Realização: Rama Burshtein

Com: Hadas Yaron, Yiftach Klein, Irit Sheleg

Classificaçao: 4/5

Rama Burshtein é a primeira mulher judia ortodoxa a fazer um filme destinado a um público mais alargado, para lá do confinado mundo da comunidade haredi a que pertence. O judaísmo haredi tem várias correntes, pertencendo a realizadora ao grupo dos hassídicos (um ramo ultraortoxo). Mas antes de encetar a estreia na longa-metragem com este Noiva Prometida (Fill the Void, em inglês), Burshtein, de 45 anos, que se converteu ao judaísmo ortodoxo aos 25 e vive e trabalha em Tel Aviv, fez outros filmes (todos com mulheres) especificamente dirigidos ao interior da sua comunidade.

Noiva Prometida, que se estreou esta semana em Portugal, é, pois, a sua primeira obra, após esse treino restrito, a ir além dos limites desse mundo fechado, do qual nos apresenta uma visão "por dentro" e de conhecedora. O projeto terá estado em gestação durante 15 anos, tendo Burshtein demorado um ano só para fazer o casting.

De resto, o desempenho dos atores é um dos pontos fortes deste melodrama contido e intimista. Com destaque para a protagonista, Hadas Yaron, que venceu o prémio de interpretação em Veneza 2012. Ela é Shira, uma jovem mulher hassídica de 18 anos que está apaixonada por um homem de boas famílias e com futuro promissor, mas que vê a possibilidade de se casar com ele desfeita quando a sua irmã mais velha, Esther (Renana Raz), morre ao dar a luz o bebé Mordechai. Com receio de que Yochai (Yiftach Klein), o viúvo da irmã, parta para a Bélgica com o neto, onde lhe arranjaram uma possível futura mulher, a mãe de Shira, Rivka (Irit Sheleg), propõe que a filha se case com Yochai, tendo em vista o melhor interesse de Mordechai. Shira vê-se assim condicionada a uma boda arranjada e hesita em entregar-se a Yochai.
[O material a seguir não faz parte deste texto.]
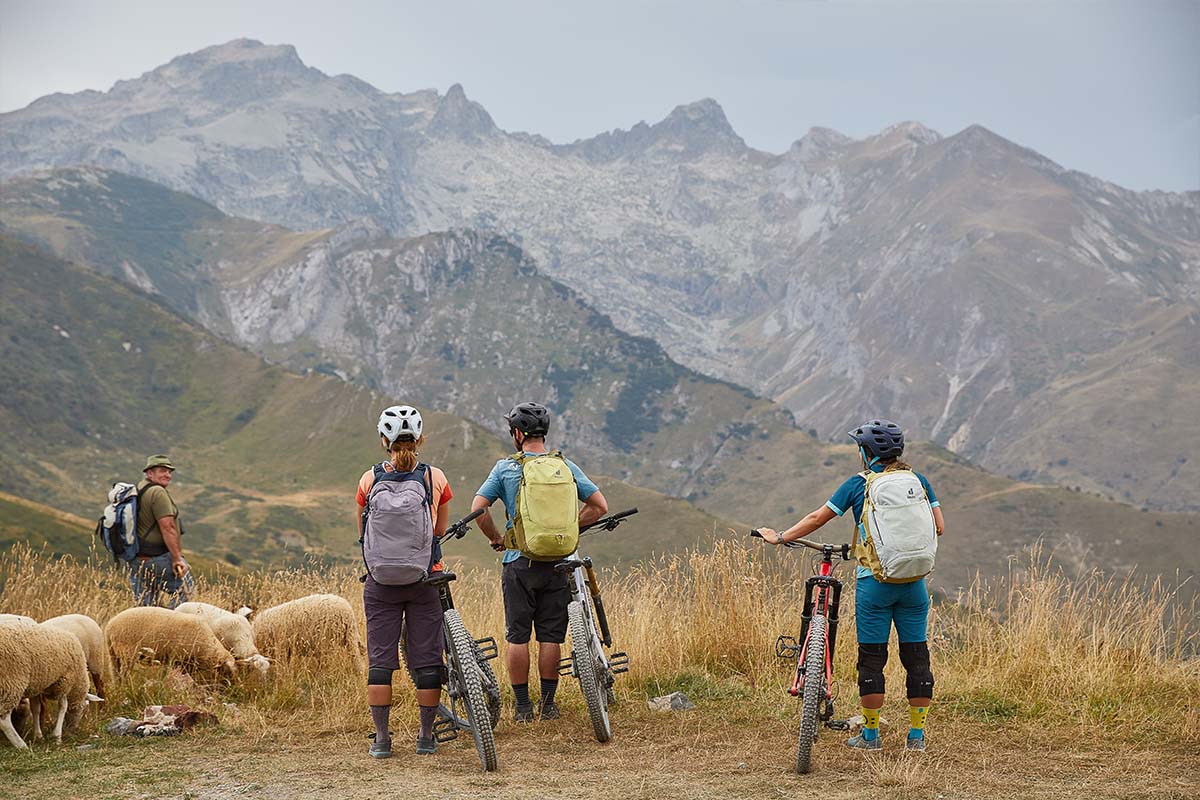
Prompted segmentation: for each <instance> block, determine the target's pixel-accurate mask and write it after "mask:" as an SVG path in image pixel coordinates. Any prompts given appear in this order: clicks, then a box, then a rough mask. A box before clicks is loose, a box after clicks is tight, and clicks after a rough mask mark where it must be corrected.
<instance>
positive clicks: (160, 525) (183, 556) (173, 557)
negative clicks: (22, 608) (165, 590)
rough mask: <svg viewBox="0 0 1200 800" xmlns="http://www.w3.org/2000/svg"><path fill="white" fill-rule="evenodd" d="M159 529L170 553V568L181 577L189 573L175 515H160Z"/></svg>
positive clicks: (180, 577)
mask: <svg viewBox="0 0 1200 800" xmlns="http://www.w3.org/2000/svg"><path fill="white" fill-rule="evenodd" d="M158 531H160V533H161V534H162V541H163V543H164V545H166V546H167V552H169V553H170V569H172V571H173V572H174V573H175V575H176V576H178V577H180V578H182V577H184V575H186V573H187V561H185V560H184V549H182V547H181V546H180V541H179V524H178V522H176V521H175V517H173V516H172V517H158Z"/></svg>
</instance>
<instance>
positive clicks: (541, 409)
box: [504, 403, 550, 437]
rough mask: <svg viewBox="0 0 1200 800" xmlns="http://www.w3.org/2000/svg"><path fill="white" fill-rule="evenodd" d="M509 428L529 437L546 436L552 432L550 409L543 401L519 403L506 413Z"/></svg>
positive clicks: (505, 420) (504, 417)
mask: <svg viewBox="0 0 1200 800" xmlns="http://www.w3.org/2000/svg"><path fill="white" fill-rule="evenodd" d="M504 421H505V422H508V423H509V428H510V429H512V428H515V429H517V431H520V432H521V433H523V434H526V435H527V437H544V435H546V434H547V433H550V409H547V408H546V407H545V405H542V404H541V403H517V404H516V405H514V407H512V410H511V411H509V413H508V414H505V415H504Z"/></svg>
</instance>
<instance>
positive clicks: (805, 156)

Burshtein diz que a ideia para o filme lhe surgiu de uma conversa fortuita com um amigo, tida há alguns anos, que a apresentou a uma jovem mulher que se encontrava noiva do viúvo da sua irmã. Para dotar o filme de maior veracidade, a realizadora entrevistou diversas mulheres da sua própria comunidade que levavam uma vida familiar e espiritual feliz e cujo matrimónio, embora arranjado, era abençoado pelo amor. Aliás, o dilema de Shira é esse mesmo: o de precisar do casamento e da vida conjugal para se tornar pessoa, para crescer, para aprender a amar.

Além do tom de verismo e da atenção subtil aos pormenores, Noiva Prometida é uma obra com uma estética apelativa. Filmado com uma Alexa (uma câmara digital de alta definição recente e com imagem de altíssima qualidade), o filme tem uma fotografia com uma "textura" que envolve as personagens e os objetos numa espécie de halo luminescente, contribuindo também a pouca profundidade de campo dos enquadramentos para lhe dar uma ambiência de estranheza e uma aura de "espiritualidade" bastante atraentes.